CLI: cache outputs & Fuzzy Starts #645

josephjclark · 2024-04-02T14:50:37Z

Short Description

This PR:

Writes the output of each step/job to disk if --cache-steps is passed
Uses cache data as input when running with --start if input is not explicitly passed in
Supports "fuzzy" matching on start node names (ie, pass a partial node id or name and it'll match)
Supports --end and --only as CLI arguments

Related issue

Fixes #375

Docs

PR open at OpenFn/docs#467

Caching

If the --cache-steps flag is passed to the CLI, every step will write its output to a local folder as a JSON file.

Caching is useful for debugging, but the real benefit comes from re-running a workflow from a fixed point.

If the --start flag is passed, the CLI will automatically load the correct input state from the cache for that step. This is is clearly logged.

Note that --cache-steps and --start are mutually exclusive. If you run --start without --cache-steps then the cached output will NOT be updated.

To work out the right input state, the CLI must find upstream step of the start job. At the moment, this is easy because in a workflow, each step can only have one input. If that rule ever changes, this part of the feature becomes more complex (I've added a comment in workflow validation to this effect).

The cache is written to a folder called .cli-cache adjacent to the workflow or job file.
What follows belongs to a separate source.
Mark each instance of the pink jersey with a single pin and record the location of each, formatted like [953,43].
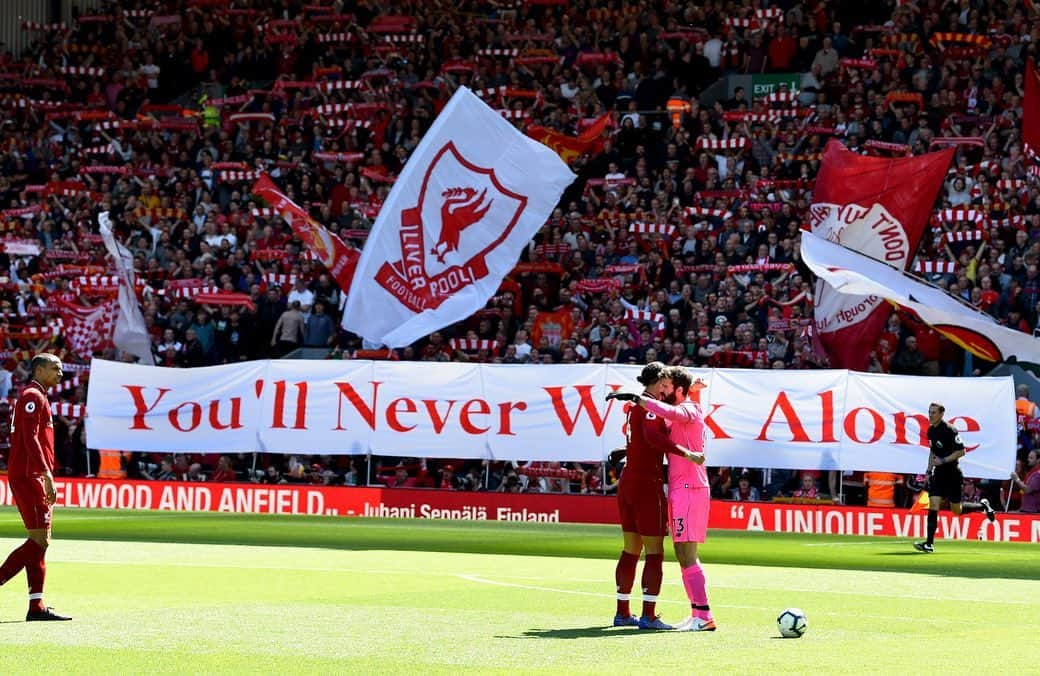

A sub folder will be created with the workflow name (which defaults to the file name), and a json file will be created for each step (with the step id).

So for .tmp/workflow.json you'll get a cache path something like ./.cli-cache/workflow/step-1.json.

Caching is off by default.

Setting the OPENFN_ALWAYS_CACHE_STEPS env var will default step caching ON. Disable by passing --no-cache-steps.

Fuzzy Starts

The PR also enables "fuzzy" start points to be defined.

If the start node exactly matches a step id, that step will be used as the start
If the start node partially matches a step id OR NAME, that step will be used
If the start fuzzily matches multiple steps, an error will be thrown.

This behaviour exists outside of the caching stuff, but the caching stuff benefits from it because it's easier to specify a start node now.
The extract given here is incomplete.